El suelo estaba helado. Mientras Matzerath y el viejo Heilandt se iban relevando con el pico y María trataba de arrancar algo de yedra junto a los bancos de piedra, Óscar se independizó y no tardó en encontrarse entre los troncos de la Avenida Hindenburg. ¡Qué movimiento! Los tanques replegados de las alturas y del delta se remolcaban mutuamente. De los árboles —tilos, si no recuerdo mal— colgaban reservistas y soldados. Unos letreritos de cartón prendidos en sus capotes y hasta cierto punto legibles decían que los que allí colgaban de los árboles o los tilos eran traidores. Me fijé en la cara contraída de varios de los ahorcados y establecí comparaciones en general y, en particular, con el verdulero Greff. Vi también racimos de muchachos colgando en uniformes que les quedaban grandes y más de una vez creí reconocer a Störtebeker; pero todos los muchachos ahorcados se parecen. Con todo, me dije: ahora han colgado a Störtebeker —¿le habrán echado también la soga a Lucía Rennwand?

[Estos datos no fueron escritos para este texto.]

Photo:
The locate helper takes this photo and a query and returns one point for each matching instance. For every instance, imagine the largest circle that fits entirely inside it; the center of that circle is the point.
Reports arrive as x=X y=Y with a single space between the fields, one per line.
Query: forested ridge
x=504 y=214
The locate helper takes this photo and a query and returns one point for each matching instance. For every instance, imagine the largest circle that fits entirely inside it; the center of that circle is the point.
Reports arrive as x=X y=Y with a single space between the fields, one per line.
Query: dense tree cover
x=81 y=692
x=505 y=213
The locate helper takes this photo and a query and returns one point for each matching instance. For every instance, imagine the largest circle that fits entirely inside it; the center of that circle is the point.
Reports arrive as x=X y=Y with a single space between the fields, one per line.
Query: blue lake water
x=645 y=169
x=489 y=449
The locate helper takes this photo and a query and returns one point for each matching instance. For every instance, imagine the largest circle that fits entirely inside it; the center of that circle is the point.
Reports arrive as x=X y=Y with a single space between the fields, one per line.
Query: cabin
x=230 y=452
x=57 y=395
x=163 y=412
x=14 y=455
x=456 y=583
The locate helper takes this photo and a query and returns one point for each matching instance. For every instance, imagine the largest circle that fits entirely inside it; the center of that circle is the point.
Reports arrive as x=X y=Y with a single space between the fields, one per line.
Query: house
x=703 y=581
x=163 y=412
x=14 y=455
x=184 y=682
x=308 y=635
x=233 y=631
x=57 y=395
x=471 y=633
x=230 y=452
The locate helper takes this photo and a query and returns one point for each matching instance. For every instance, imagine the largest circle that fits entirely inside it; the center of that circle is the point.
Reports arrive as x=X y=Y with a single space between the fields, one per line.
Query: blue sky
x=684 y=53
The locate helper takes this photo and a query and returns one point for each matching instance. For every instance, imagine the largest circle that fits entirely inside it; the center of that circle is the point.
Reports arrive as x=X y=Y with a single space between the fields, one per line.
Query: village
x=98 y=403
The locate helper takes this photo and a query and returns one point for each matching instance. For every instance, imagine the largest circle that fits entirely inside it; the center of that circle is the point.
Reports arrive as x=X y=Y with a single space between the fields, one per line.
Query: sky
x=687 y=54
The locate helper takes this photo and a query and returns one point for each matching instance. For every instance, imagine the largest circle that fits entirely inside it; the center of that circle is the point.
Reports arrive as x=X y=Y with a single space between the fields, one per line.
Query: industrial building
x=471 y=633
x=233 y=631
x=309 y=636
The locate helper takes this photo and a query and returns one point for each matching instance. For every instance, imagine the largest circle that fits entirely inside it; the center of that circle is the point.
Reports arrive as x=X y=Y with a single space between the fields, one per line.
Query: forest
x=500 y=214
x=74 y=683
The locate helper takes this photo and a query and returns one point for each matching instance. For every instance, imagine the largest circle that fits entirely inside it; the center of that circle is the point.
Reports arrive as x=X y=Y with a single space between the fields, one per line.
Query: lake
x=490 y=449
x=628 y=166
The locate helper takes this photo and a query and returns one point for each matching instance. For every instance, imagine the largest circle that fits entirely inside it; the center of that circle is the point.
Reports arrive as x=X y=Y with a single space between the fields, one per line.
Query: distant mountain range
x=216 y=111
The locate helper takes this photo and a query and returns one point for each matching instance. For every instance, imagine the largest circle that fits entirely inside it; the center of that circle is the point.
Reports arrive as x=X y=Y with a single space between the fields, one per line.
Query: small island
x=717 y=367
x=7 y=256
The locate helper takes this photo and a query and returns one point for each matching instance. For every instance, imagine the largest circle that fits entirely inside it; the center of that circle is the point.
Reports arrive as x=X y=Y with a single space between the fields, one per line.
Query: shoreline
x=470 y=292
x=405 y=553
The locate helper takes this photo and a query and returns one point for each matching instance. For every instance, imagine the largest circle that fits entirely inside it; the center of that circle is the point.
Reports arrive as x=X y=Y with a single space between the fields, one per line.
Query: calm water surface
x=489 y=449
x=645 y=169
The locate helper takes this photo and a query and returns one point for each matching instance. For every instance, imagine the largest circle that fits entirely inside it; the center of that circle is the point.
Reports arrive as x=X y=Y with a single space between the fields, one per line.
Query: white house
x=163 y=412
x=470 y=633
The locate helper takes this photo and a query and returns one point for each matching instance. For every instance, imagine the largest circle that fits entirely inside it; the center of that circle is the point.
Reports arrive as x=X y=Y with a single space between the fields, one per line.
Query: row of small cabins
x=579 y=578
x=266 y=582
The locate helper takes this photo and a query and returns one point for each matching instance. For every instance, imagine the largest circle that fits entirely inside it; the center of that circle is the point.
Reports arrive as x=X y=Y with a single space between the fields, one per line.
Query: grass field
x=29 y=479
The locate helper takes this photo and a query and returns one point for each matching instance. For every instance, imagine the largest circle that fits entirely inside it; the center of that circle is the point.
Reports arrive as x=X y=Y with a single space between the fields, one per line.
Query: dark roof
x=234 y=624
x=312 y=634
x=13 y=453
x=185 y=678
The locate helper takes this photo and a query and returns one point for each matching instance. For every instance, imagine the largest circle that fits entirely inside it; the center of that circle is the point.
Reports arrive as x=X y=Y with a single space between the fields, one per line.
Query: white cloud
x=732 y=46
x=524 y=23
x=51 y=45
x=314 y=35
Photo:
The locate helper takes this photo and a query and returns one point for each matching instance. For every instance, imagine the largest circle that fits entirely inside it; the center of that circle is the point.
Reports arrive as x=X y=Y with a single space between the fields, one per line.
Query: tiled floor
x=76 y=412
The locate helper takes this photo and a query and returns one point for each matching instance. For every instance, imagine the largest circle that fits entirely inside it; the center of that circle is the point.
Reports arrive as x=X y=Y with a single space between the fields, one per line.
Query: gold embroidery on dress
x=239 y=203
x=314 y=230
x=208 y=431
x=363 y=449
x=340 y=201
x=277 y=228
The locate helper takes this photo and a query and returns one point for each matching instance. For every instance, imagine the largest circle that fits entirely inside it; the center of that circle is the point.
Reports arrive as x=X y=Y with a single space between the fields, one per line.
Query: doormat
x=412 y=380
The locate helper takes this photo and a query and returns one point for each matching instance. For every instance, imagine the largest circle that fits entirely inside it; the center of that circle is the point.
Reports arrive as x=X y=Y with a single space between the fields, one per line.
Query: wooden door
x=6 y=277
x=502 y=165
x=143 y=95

Este pensamiento dio alas a Óscar. Escrutó los árboles a derecha e izquierda en busca de una muchacha flaca que colgara y atrevióse a pasar a través de los tanques al otro lado de la Avenida; pero tampoco aquí encontró más que viejos reservistas, soldados y muchachos parecidos a Störtebeker. Decepcionado, recorrí la Avenida hasta la altura del Café de las Cuatro Estaciones, que estaba medio destruido, volví atrás de mala gana y, mientras esparcía con María yedra y hojas secas sobre la tumba de mamá Truczinski, seguía representándome con toda firmeza y precisión la imagen de Lucía ahorcada.

No devolvimos la carretilla a la verdulería. Matzerath y el viejo Heilandt la desarmaron, colocaron las distintas partes delante del mostrador, y el negociante en ultramarinos metió en el bolsillo del viejo tres paquetes de cigarrillos Derby y le dijo: —Tal vez la necesitemos todavía. Aquí estará segura, en lo que cabe.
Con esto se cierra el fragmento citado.